If having a brunch, impress your friends with this unique, delicious and healthy entrée. Mochi has a wonderful flavor that comes in a variety of flavors from plain to others that have raisins and cinnamon. It can be found in the gluten free section of your grocery store. It is refrigerated as well. The texture is crunchy on the outside, but chewy on the inside. Not only is it delicious and versatile, but it is gluten free and dairy free. Champagne mangos have a sweeter flavor and are smaller in size than a regular mango. If you can’t find these, substitute a regular mango. If you can’t find the sweet mascarpone, use the plain kind and blend in sugar or honey. The ingredient amounts will make two servings. Adjust the amounts to accommodate the number of guests serving. It can also be served as a dessert. The sheet of mochi can be cut into 8 squares, making 8 servings. Choose to fill each puffed mochi with this filling or try myother option Baked Mochi with Sweet Mascarpone Cream, Berries and Pistachios.
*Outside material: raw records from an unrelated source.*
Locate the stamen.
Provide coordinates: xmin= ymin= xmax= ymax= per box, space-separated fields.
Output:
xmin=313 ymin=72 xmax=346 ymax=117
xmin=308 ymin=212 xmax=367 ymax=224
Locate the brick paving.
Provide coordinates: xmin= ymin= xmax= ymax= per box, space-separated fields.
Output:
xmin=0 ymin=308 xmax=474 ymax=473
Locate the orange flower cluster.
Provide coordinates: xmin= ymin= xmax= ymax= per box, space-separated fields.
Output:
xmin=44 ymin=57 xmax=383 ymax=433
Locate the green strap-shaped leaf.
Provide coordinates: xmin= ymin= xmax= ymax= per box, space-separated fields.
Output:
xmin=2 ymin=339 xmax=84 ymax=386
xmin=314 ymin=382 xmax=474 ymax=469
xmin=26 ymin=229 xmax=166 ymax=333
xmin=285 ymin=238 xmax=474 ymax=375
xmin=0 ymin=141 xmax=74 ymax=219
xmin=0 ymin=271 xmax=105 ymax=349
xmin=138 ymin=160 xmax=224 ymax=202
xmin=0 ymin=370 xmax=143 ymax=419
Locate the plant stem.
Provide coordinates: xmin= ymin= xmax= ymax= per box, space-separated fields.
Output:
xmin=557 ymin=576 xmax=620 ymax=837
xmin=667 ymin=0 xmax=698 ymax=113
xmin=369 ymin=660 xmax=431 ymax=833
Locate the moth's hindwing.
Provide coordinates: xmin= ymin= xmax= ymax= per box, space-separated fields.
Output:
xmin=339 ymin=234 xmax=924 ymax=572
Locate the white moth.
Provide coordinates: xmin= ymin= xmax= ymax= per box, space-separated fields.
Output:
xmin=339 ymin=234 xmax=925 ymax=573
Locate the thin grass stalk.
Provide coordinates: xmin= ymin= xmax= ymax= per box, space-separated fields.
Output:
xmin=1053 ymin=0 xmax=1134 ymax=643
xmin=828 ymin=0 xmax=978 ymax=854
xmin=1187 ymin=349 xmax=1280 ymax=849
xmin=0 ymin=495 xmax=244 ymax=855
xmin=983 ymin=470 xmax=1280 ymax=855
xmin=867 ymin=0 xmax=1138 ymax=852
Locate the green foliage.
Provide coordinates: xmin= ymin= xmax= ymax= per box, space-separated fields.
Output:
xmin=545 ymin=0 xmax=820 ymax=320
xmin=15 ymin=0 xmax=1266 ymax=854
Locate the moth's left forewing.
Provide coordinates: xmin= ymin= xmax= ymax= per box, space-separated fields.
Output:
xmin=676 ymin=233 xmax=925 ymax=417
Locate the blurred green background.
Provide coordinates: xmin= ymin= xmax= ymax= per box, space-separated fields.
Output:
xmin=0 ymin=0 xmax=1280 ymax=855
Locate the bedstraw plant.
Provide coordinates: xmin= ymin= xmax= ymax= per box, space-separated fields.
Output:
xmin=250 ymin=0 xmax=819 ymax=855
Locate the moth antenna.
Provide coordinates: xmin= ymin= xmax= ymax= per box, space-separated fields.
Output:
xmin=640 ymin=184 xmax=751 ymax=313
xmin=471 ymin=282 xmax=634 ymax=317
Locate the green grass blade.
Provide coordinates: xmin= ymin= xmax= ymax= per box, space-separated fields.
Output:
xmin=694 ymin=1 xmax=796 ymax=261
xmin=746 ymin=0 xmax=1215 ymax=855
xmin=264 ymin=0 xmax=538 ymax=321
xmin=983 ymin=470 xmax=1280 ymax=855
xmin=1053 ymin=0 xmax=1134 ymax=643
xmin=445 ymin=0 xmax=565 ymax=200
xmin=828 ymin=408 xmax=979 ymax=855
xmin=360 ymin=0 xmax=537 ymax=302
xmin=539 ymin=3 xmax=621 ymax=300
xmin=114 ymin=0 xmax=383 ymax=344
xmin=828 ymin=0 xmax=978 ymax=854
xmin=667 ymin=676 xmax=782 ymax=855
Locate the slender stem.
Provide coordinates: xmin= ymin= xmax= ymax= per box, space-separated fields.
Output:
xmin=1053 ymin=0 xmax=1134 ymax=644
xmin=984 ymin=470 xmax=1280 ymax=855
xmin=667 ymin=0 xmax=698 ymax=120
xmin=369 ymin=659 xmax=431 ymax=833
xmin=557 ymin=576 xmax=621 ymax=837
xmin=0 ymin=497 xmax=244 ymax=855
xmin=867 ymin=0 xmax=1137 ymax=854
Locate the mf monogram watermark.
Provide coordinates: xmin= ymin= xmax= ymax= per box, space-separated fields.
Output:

2 – 2” x 2” inch squares of mochi
2 tablespoons of sweet mascarpone cheese
1 Champagne Mango or regular mango if needed see How to cut a Mango
1 kumquat finely chopped including the rind
Juice of half of a lime
1 sprig of mint, stem removed and finely chopped
Sprinkle of kosher salt
Drizzle of simple syrup
2 kumquat thinly sliced (1 per plate)
10 mint leaves (5 leaves per plate)
Place mochi onto a cookie sheet sprayed with non-stick spray. Bake in a preheated oven at 450 degrees for 8 – 10 minutes until puffed and golden brown. While mochi is baking, in a small bowl, combine mango, kumquat, lime juice, mint leaves, and kosher salt. Mix and set aside. Remove mochi from oven and with a sharp knife cut into the side and fill with the the mascarpone cheese, and mango mixture. Place onto a small plate garnished with sliced kumquats and mint leaves, as shown and drizzle with simple syrup.